DSPex V2 Foundation Specification
Overview
This directory contains the complete specification for DSPex V2 Foundation phase - a ground-up reimplementation of DSPex using Snakepit as the core dependency for Python process management.
Documents
01_requirements.md
Comprehensive requirements specification covering:
- Functional requirements for core API, Python bridge, and native implementations
- Non-functional requirements for performance, reliability, and scalability
- Constraints and success criteria
- Risk analysis and future considerations
Key Requirements:
- Unified API hiding implementation details
- Smart routing between native and Python
- High-performance native implementations where appropriate
- Production-grade reliability and monitoring
02_design.md
Detailed technical design including:
- Complete architecture with component diagrams
- Core component specifications
- Data flow and protocol definitions
- Error handling and performance strategies
- Extension points for future growth
Key Design Decisions:
- Clean separation between API and implementation
- Multiple specialized Snakepit pools
- Protocol flexibility (JSON, MessagePack, Arrow)
- Pipeline orchestration for complex workflows
03_tasks.md
Implementation roadmap with:
- Week-by-week task breakdown
- Clear dependencies and priorities
- Detailed acceptance criteria
- Risk mitigation strategies
- Success metrics
Timeline:
- Week 1: Core infrastructure (project setup, signatures, Snakepit bridge)
- Week 2: Core functionality (router, templates, basic modules)
- Week 3: Advanced features (pipelines, sessions, protocols)
- Week 4: Production readiness (error handling, performance, documentation)
Quick Start for Developers
- Read Requirements First: Understand what we’re building and why
- Review Design: Familiarize yourself with the architecture
- Check Tasks: Find your assigned tasks and dependencies
- Follow Patterns: Use the established patterns from the design
Key Concepts
Implementation Strategy
- Native First: Implement in Elixir when it provides clear benefits
- Python for Complexity: Use Python/DSPy for complex ML operations
- Smart Routing: Automatically choose the best implementation
- Pipeline Composition: Mix native and Python seamlessly
Technology Stack
- Elixir 1.14+: Core implementation language
- Snakepit: Python process management
- DSPy 2.x: Python ML framework
- Jason: JSON encoding/decoding
- Telemetry: Metrics and monitoring
Architecture Principles
- Clean API: Users shouldn’t know implementation details
- Performance: Native operations should be 10x faster
- Reliability: Graceful degradation and recovery
- Extensibility: Easy to add new implementations
- Observability: Comprehensive monitoring built-in
Development Workflow
Setup Environment:
mix deps.get mix compile mix test
Run Development Server:
iex -S mix
Test Your Changes:
mix test mix credo mix dialyzer
Benchmark Performance:
mix run bench/signatures.exs
Success Criteria
The Foundation phase is successful when:
- All core DSPy modules are accessible from Elixir
- Native and Python implementations work seamlessly together
- Performance targets are met (sub-100ms for simple operations)
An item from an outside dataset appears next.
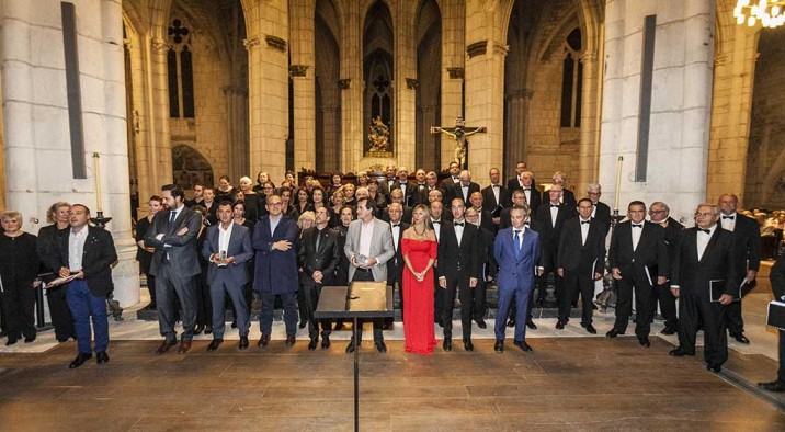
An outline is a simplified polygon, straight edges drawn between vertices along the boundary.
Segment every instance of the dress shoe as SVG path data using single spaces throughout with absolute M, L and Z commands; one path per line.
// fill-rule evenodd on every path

- Test coverage exceeds 90%
- Documentation is complete and examples work
Next Steps
After completing the Foundation phase, we’ll move to:
- Phase 2: Advanced features (variables, cognitive orchestration)
- Phase 3: Production features (distributed execution, auto-scaling)
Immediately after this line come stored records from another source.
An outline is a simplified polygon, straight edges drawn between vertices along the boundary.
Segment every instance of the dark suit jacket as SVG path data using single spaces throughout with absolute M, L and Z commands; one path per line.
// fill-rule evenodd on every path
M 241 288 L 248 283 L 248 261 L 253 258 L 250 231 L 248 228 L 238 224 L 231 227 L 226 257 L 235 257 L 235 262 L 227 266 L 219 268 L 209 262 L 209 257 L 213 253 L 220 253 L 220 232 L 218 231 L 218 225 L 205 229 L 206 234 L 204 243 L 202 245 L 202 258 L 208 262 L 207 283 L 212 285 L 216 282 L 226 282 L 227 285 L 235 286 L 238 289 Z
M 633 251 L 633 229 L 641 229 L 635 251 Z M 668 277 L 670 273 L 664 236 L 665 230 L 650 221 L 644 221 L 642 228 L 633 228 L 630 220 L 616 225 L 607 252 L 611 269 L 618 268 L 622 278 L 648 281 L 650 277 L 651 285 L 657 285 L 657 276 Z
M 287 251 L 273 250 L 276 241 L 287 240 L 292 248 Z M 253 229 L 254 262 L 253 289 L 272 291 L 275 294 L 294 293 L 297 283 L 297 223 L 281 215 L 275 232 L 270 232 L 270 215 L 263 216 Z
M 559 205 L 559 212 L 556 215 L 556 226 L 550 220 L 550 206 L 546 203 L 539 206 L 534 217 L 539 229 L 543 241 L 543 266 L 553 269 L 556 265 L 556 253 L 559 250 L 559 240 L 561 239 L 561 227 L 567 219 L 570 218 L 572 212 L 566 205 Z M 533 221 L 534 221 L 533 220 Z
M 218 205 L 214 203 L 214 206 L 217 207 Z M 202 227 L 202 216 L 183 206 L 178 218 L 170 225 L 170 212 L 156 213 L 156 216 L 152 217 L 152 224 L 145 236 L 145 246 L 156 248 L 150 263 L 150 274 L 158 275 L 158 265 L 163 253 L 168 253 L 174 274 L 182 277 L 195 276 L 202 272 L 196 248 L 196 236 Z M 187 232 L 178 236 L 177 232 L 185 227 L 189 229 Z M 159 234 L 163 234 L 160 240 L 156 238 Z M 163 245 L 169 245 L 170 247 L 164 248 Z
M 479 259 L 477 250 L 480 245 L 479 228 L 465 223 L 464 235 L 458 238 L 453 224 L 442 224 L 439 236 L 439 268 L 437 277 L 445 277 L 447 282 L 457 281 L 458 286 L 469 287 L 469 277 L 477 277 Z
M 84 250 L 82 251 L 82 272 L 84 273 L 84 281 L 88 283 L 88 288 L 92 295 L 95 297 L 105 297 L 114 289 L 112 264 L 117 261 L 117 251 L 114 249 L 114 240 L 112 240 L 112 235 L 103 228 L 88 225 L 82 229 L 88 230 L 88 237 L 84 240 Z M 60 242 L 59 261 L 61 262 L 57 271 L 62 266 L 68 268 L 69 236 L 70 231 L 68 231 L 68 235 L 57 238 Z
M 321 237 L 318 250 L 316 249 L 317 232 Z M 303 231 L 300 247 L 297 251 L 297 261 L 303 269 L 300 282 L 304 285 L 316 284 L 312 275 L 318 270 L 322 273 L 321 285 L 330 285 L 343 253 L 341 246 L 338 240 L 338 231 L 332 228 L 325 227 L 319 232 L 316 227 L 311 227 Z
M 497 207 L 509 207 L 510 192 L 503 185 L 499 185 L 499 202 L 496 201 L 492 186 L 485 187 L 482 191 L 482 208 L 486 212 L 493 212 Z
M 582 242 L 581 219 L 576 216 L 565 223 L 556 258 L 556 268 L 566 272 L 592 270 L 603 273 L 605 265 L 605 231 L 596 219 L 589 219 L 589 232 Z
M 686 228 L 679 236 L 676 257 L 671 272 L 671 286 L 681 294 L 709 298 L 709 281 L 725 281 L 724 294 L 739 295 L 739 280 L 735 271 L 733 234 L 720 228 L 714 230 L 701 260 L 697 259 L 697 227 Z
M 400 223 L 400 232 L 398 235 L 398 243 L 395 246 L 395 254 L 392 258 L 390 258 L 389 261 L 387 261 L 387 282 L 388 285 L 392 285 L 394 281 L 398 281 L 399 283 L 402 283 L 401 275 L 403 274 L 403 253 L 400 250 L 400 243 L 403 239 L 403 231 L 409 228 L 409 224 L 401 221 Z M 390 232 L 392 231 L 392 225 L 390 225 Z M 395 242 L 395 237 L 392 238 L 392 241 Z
- Phase 4: Enterprise features (multi-tenancy, advanced security)
Questions?
- Technical questions: Review the design document
- Task questions: Check the tasks document
- Architecture questions: See the requirements document
- Implementation questions: Check code examples in design
This specification represents our commitment to building a production-grade ML orchestration platform that advances the state of the art in ML system coordination.